Answers to life's most perplexing problems… continued.


My VCR keeps “eating” tapes. How can I fix this situation?

The reason that your VCR ate your tape is that it was gummy from the film that gathers on the head (or capstan). This is a problem that will cause us to grab the only other tool in our toolbox. Spray WD-40 on the components and wipe them clean with a cotton swab. Removing the WD-40 residue is important, because while it will loosen the dirt nicely, it will not disappear on it’s own accord and eventually grab more dust and get gummy. Now that the dirt and grime particles that have been loosened. Your machine shouldn’t have any more appetite for tapes. If this doesn’t work, we suggest that you duct tape the door to your VCR shut so you are not able to insert any more tapes. – DTG

I love toast but my toaster just broke. How can I fix it?

Throw that ugly appliance away. Use those heat lamps that restaurants use to keep your food warm while your server is out back having a smoke. Make a duct tape hammock under the lights onto which you lay the slices of bread where they can relax and bask in the warm glow until they are sporting a golden tan. – DTG

My mom says I can only stay on the Internet for thirty minutes a day.
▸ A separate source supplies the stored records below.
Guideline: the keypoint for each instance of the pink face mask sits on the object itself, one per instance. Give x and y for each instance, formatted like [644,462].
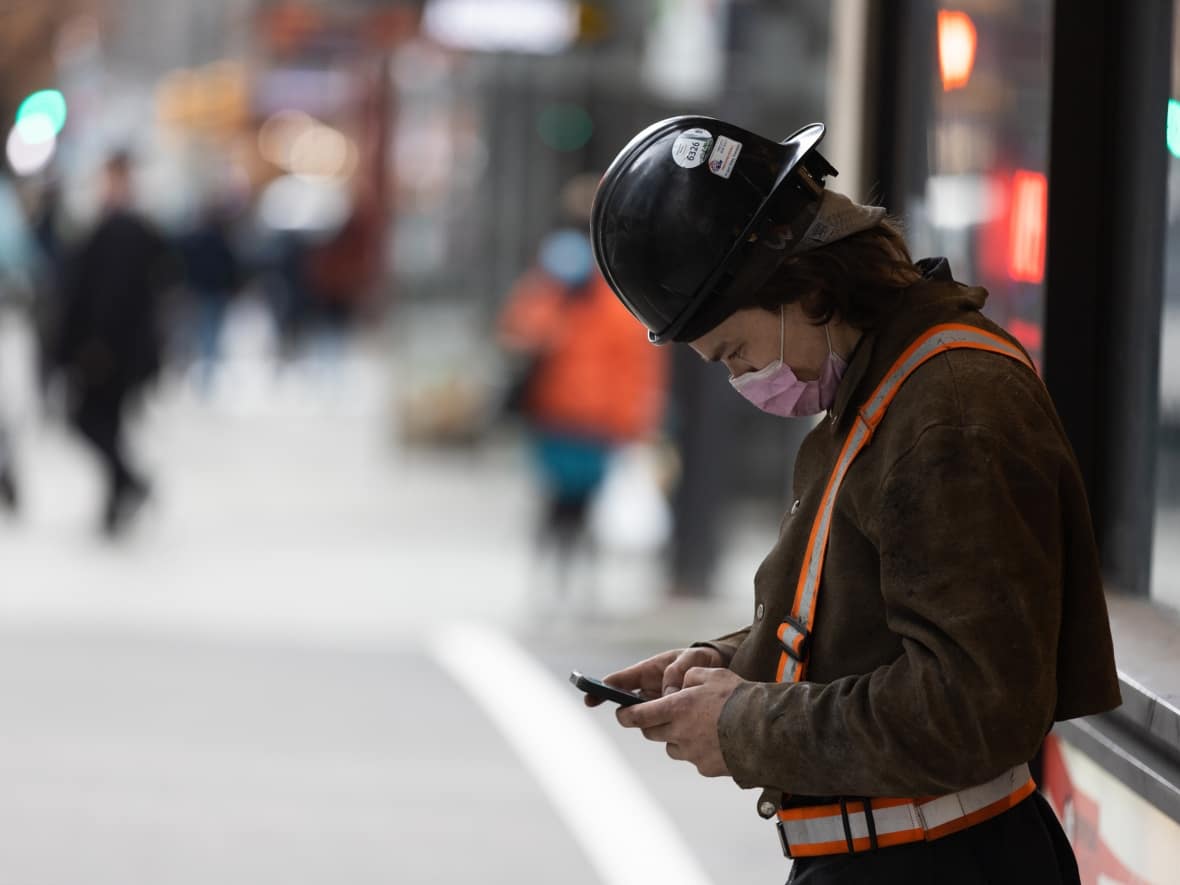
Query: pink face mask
[775,388]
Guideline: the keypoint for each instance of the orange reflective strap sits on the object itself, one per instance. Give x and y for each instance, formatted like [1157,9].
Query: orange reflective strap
[794,631]
[856,825]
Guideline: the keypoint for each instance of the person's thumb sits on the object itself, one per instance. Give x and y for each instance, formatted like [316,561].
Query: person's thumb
[674,674]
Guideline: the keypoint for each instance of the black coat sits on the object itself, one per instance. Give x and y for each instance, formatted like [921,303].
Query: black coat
[111,325]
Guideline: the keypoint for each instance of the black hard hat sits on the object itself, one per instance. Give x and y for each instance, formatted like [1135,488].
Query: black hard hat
[695,211]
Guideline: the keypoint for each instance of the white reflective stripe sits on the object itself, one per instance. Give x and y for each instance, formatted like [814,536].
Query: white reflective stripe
[896,819]
[904,818]
[946,808]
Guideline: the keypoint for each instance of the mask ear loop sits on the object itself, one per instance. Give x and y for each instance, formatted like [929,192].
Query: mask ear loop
[782,323]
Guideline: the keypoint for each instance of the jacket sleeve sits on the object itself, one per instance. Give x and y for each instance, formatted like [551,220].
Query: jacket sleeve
[968,528]
[726,644]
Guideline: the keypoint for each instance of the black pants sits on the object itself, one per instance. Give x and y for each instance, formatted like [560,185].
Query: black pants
[1024,844]
[98,417]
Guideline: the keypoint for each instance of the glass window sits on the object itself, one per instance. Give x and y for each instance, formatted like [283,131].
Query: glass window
[1166,552]
[975,176]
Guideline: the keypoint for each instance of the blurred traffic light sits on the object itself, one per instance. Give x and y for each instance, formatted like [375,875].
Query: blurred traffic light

How can I prolong my surfing time without doing harm to my parents?

Show your mom educational sites like DuctTapeGuys.com and she’ll no doubt become a convinced that the Internet is indeed a valid educational tool. She may go so far as to not let you eat dinner until you’ve spent three or four hours doing your “research” on the web. – DTG 

This is one problem that is worldwide and can’t be fixed with duct tape: PMS!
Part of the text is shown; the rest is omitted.